Hang a rope, string, or preferably a swimming noodle suspended vertically from the ceiling. The noodle or rope should be 5 to 7 feet in front of home plate and as wide as the spot where the pitcher or coach would like the ball to be when it reaches that location.
The pitcher breaks the ball around the noodle. A right handed pitcher will pass the noodle on the right side and, if the ball breaks effectively, she will see the pitch caught on the other side of the noodle.
This drill aids the pitcher with an effective visual aid, preventing an early load.

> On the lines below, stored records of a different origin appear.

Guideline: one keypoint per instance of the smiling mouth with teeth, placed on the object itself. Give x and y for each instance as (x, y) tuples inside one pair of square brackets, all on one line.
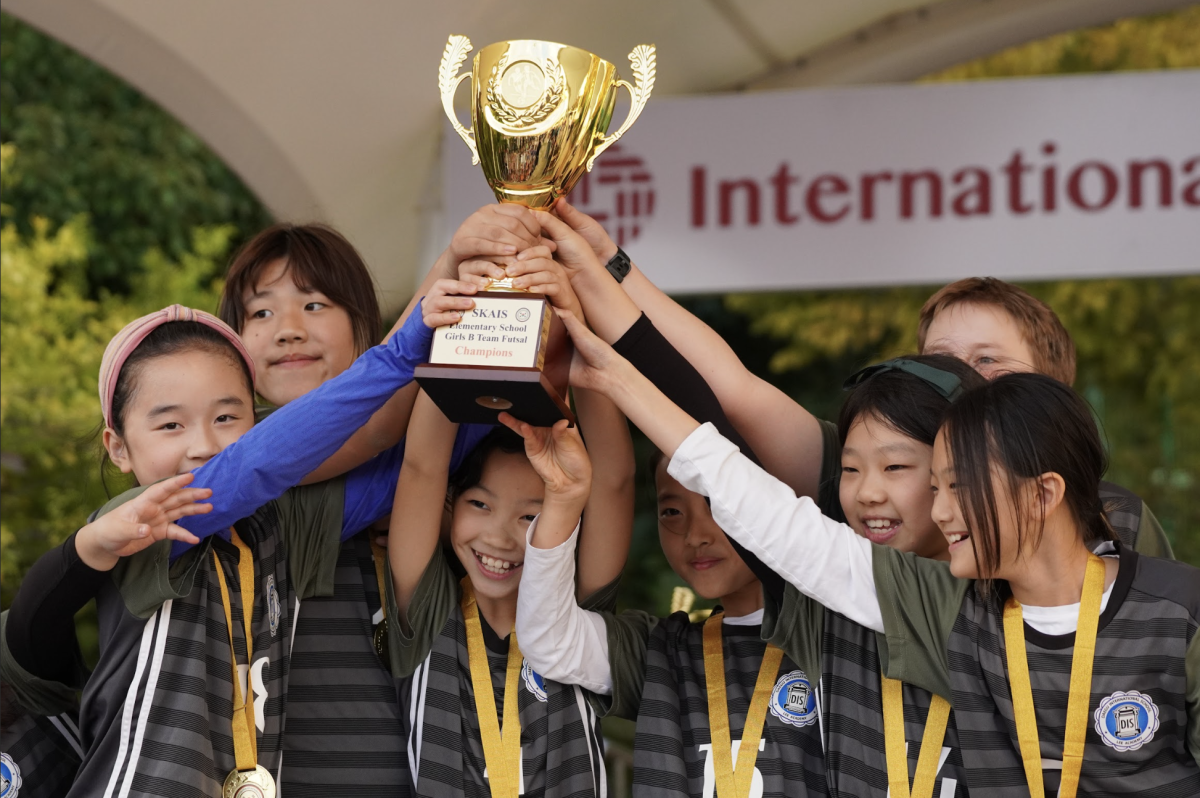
[(881, 529), (495, 567)]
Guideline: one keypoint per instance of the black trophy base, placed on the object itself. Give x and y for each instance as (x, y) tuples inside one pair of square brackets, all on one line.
[(478, 394)]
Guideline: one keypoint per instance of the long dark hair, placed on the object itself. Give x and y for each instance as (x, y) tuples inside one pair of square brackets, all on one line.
[(903, 400), (1023, 426)]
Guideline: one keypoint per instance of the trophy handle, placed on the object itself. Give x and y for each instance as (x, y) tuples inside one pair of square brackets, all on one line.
[(643, 64), (448, 83)]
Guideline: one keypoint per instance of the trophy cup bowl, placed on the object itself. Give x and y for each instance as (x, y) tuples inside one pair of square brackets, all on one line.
[(540, 114)]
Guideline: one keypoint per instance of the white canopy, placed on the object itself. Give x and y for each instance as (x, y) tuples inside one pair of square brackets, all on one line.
[(329, 111)]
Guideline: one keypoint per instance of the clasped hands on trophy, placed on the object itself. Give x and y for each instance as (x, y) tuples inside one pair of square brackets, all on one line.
[(537, 252)]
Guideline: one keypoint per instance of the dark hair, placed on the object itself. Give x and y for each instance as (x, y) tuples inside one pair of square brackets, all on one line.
[(904, 401), (169, 339), (1027, 425), (472, 468), (318, 258)]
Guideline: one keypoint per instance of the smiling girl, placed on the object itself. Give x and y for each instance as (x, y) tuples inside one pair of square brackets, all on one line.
[(177, 394), (480, 719), (1108, 643)]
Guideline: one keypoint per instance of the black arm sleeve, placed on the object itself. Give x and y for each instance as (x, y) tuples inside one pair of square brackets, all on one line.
[(661, 364), (54, 589)]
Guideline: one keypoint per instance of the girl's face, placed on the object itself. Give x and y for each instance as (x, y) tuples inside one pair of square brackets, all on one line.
[(885, 489), (949, 517), (490, 521), (185, 408), (298, 339), (694, 545)]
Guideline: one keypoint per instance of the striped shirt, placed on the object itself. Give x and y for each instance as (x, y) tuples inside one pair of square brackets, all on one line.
[(562, 750), (156, 715), (1143, 736)]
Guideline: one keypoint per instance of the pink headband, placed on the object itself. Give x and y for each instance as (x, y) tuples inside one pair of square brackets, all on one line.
[(135, 333)]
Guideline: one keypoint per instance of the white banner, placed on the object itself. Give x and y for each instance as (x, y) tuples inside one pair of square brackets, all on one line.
[(1029, 179)]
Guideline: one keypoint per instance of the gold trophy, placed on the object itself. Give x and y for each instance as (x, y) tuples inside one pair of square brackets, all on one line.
[(540, 113)]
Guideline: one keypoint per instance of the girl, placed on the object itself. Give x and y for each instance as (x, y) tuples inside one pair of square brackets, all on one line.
[(480, 719), (165, 709), (1015, 467), (304, 303)]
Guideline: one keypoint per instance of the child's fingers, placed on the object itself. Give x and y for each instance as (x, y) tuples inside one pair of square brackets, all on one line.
[(515, 213), (538, 252), (174, 532), (474, 270), (175, 514)]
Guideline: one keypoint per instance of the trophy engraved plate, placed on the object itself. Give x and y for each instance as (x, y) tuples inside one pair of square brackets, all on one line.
[(540, 115)]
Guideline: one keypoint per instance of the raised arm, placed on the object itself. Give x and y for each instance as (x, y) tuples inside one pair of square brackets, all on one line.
[(821, 557), (420, 499), (609, 517), (785, 437)]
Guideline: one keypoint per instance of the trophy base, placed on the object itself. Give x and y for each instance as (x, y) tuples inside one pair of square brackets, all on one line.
[(478, 395), (539, 198)]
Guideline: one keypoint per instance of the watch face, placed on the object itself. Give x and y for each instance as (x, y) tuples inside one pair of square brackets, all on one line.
[(618, 265)]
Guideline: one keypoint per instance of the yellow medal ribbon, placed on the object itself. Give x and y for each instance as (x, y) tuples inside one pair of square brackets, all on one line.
[(249, 778), (502, 753), (1080, 685), (733, 780), (894, 743)]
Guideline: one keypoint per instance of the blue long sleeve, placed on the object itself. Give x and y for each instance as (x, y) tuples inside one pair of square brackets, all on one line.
[(301, 435), (371, 487)]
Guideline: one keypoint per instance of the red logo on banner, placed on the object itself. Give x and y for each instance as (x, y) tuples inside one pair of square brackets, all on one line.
[(618, 193)]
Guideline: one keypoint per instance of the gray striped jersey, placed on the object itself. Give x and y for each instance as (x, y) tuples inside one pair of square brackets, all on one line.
[(39, 755), (343, 733), (852, 714), (672, 747), (156, 714), (1138, 715), (562, 749)]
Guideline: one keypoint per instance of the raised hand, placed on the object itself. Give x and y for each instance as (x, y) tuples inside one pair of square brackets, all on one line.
[(447, 303), (558, 456), (141, 522), (497, 231), (588, 228)]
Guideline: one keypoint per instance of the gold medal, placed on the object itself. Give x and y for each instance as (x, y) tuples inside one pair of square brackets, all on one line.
[(379, 636), (733, 779), (502, 747), (249, 784)]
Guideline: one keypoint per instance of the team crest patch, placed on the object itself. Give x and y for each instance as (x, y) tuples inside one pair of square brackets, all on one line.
[(793, 700), (1127, 720), (273, 604), (10, 777), (534, 683)]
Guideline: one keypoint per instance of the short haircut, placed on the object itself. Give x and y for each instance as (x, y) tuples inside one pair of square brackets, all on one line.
[(1054, 352), (318, 258), (903, 401)]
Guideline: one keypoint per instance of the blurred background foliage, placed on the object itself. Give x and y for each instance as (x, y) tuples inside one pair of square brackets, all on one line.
[(113, 209)]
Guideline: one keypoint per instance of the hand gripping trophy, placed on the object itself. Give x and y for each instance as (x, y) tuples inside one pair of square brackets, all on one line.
[(540, 115)]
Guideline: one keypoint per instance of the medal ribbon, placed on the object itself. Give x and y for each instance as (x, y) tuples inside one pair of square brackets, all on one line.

The pitcher holds a glass of water in the pitching hand. A correct pitching motion will allow the glass of water to stay upright until the bottom of the circle, approximately 12 to 18 inches behind the body, as the arm begins to move forward for the wrist snap. At that point the water will spill out of the glass.
An early loader will spill water as soon as she reaches the back side of the top of the circle.
This drill promotes proper ball release and speed when pitching.
The pitcher delivers a ball to a partner without using a forward stride. The partner can be another pitcher for a good warm-up drill.
The stride foot is even with the pivot foot.
The pitcher pitches the ball using good hip rotation, a strong snap of the wrist, and a good follow though, focusing on proper hip and arm mechanics.
Pitchers should be aware of the danger of not rotating the hips and then throwing with only the arm
This drill will encourage the pitcher to stride further.
The coach places a rope in front of the pitcher, about 4 to 5 inches above the ground, at about three quarters the full distance of her stride.
This placement will train her to stride further, and force her to keep the stride leg higher and longer.
The distance and height of the rope can be changed gradually, but the pitcher must keep in mind the timing that must occur with the stride foot landing and the arm between ten o’clock and twelve o’clock.